Otra noche me encuentro frente al espejo. Otra noche de parálisis farsante, de reflexión aguda sobre esa sucesión de órganos minúsculos dispuestos a ser parte de algo mayor. Otra invernal noche me encuentro en un cuerpo zambullido en un temor delirante de explosión hormonal, de la posible explosión de esa piel en busca de una sucia semejante que la hipnotice.

La piel es la que más respira, la que lo respira todo. Su cometido es percibir la sensación del tacto. Para la piel el sexo no es la cacería insaciable del placer, sino la sensación en la caza de ese placer. Distinguir la huella imperfecta en el camino a la cercana imperfección. La misma piel que se eriza, la que nuevamente se narcotiza bajo la lupa tácita de la limpia piel que la acaricia, que acaricia. La piel no disimula. La pretensión razonable de que la piel todo lo expresa en su inconsciente pureza perceptible. La piel no engaña, los hombres y sus gestos sí. La piel no miente, los hombres y sus palabras sí.
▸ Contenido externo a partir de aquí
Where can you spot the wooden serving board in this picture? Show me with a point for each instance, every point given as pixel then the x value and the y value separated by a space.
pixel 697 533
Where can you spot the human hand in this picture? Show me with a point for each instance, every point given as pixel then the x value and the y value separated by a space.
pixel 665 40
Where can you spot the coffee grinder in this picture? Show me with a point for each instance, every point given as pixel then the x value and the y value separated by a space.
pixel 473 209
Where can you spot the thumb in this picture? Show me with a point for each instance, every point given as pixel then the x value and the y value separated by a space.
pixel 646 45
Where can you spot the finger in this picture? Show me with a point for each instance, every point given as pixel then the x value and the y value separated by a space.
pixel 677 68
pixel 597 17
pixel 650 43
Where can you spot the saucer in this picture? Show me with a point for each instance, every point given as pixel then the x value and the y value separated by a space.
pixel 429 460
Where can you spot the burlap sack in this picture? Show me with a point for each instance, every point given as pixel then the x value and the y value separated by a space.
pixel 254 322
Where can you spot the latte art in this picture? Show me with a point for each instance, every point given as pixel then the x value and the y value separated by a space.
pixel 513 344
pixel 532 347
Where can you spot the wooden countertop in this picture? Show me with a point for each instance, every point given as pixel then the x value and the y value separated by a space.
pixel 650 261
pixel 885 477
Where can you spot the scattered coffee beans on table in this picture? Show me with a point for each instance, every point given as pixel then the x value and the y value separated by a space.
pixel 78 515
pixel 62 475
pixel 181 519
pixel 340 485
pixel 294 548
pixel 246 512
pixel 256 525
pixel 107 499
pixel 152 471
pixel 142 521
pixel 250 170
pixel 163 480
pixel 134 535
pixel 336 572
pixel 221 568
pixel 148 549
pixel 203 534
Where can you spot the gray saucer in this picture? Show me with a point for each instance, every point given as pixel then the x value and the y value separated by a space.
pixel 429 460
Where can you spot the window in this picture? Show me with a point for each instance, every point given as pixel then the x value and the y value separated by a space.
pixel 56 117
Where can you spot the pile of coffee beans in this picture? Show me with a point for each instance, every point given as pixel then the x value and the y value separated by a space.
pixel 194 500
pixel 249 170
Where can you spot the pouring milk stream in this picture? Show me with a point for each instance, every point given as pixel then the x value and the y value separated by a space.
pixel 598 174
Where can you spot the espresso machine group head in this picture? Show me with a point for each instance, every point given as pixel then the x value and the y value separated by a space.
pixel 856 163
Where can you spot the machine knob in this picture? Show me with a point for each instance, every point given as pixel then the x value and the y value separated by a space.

La piel es pura en su duda existencial. Es la piel tatuada y maquillada la que ofrece la falsa invitación a lo simbólicamente natural. Como si hubiera algo más atrapante que la descuidada elegancia, que la desarreglada belleza digna de no todos los terrenales. La búsqueda seguirá insaciable, y el quiebre climático en mi escritura ya es ineludible. La revelación del enemigo antes de encharcarme en más íntimas y deseables aguas carnales se debe ni más ni menos que al conocido miedo por el que me encuentro sometido. Y ese victorioso enemigo es el pudor.